Ko et al [23] investigated the alteration of masticatory electromyographic activity and stability of orthognathic surgery in patients with skeletal class III malocclusions. They found that the mandible showed a significant setback of 10.19 mm and a relapse of 1.12 mm (10.99%). They concluded that a larger relapse of mandibular setback occurred in patients with greater masticatory muscle activity. In the present study, we investigated the correlation between changes in tongue area and amount of setback in Me and H. In the T12 period, we found that a greater amount of setback (Me and H) did not lead to significant increases in tongue area, and the patency of the pharyngeal airway space was maintained. Considering the postoperative relapse of the mandible (T23), a Pearson correlation also revealed no significant correlation (p = 0.923) with changes in tongue area. In the final follow‐up (T13), Me and H also showed no association with changes in tongue area, suggesting that the activity of tongue‐related muscles did not cause the significant postoperative relapse.
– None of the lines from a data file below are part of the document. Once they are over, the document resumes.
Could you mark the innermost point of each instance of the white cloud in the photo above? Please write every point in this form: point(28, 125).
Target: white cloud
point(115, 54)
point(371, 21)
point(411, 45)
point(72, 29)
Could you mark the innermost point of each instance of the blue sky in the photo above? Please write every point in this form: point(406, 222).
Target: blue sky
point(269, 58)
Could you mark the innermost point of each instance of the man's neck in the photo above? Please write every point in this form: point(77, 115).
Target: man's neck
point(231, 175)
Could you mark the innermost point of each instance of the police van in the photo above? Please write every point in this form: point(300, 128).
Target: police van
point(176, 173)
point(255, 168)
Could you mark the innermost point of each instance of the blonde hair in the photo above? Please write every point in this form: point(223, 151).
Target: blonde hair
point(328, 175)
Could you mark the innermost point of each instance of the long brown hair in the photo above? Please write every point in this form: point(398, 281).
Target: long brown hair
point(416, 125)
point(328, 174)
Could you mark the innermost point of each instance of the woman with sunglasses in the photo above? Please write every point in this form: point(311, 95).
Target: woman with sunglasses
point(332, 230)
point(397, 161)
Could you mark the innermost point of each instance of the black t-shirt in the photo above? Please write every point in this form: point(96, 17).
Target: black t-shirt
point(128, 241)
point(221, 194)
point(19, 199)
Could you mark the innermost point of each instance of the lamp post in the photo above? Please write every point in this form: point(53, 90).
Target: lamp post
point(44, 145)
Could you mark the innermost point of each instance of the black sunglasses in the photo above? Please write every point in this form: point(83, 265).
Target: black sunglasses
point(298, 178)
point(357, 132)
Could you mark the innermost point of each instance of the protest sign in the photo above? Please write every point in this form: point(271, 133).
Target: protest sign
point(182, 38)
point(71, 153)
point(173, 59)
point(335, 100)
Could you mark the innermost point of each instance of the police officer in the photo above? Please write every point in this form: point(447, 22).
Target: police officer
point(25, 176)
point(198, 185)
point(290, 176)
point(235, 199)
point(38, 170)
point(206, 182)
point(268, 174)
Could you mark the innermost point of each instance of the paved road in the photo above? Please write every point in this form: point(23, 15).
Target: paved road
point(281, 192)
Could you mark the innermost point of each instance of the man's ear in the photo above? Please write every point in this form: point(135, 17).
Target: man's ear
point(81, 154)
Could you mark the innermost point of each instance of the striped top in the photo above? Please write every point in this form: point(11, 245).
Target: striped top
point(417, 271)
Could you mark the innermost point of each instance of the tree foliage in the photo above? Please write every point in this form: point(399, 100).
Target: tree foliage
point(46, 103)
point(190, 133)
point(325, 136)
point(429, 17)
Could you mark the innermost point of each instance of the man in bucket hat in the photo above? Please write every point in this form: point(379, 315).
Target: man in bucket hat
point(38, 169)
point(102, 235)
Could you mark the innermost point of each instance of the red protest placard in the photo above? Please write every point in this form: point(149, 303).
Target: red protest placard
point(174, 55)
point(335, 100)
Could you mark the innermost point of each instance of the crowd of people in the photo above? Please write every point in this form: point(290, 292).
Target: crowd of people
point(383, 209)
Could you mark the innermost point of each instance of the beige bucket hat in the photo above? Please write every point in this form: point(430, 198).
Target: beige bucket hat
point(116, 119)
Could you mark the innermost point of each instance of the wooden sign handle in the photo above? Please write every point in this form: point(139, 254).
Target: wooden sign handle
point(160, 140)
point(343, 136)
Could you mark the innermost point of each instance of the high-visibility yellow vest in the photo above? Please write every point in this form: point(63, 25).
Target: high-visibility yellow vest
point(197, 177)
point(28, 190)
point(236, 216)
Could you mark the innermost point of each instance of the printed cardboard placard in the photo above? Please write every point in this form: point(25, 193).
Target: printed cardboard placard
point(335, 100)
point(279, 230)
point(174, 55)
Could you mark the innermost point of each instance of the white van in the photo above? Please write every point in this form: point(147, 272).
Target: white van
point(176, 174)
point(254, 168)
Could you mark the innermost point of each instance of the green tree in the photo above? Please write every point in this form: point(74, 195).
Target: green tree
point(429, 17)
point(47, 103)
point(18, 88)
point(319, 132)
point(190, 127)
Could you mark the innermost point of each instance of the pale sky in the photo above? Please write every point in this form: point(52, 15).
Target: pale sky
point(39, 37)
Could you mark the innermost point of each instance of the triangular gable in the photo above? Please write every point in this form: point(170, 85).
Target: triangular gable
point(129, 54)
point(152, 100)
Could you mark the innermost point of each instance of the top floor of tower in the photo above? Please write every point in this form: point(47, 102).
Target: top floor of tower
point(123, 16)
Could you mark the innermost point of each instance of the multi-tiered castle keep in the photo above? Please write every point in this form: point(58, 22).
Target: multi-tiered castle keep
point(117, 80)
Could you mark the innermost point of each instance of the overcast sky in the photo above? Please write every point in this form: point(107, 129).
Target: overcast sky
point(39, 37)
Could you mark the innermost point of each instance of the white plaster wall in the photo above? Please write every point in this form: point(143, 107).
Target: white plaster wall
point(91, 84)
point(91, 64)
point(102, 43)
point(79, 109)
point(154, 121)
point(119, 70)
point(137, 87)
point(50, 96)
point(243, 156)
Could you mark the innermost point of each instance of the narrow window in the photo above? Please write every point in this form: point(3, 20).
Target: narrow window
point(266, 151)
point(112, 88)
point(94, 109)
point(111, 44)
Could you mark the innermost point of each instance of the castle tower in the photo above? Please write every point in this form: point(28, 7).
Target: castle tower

Kim et al [24] compared the stability after mandibular setback surgery in patients with skeletal class III malocclusions with and without presurgical orthodontics. They concluded that a surgery‐first approach without presurgical orthodontic treatment was less stable than a conventional orthognathic surgery for mandibular prognathism. The unstable occlusion may cause imbalanced muscular activity, which may lead to asymmetrical activity of the muscles, especially in the masseter muscles and tongue. Based on our findings, the immediate postoperative (T12) tongue area was significantly increased, which may lead to more skeletal relapse if there is an unstable postoperative occlusion. In the present study, all patients required a preoperative orthodontic treatment to achieve a better, stable postoperative occlusion and to minimize mandibular relapse. Therefore, occlusal stability and related muscle activities must be considered prior to performing a surgery‐first approach.
Conclusion
After surgical treatment for mandibular prognathism, the tongue area significantly increased in the T12 period and decreased in the T23 period. In the final follow‐up (T13), the tongue area decreased, but not at a significant level. There is no significant correlation between postoperative skeletal relapse and a change in tongue area.
Acknowledgments
This work was partially supported by a grant (KMUH105‐5M42) from Kaohsiung Medical University Hospital, Taiwan.
Conflicts of interest: All authors declare no conflicts of interest.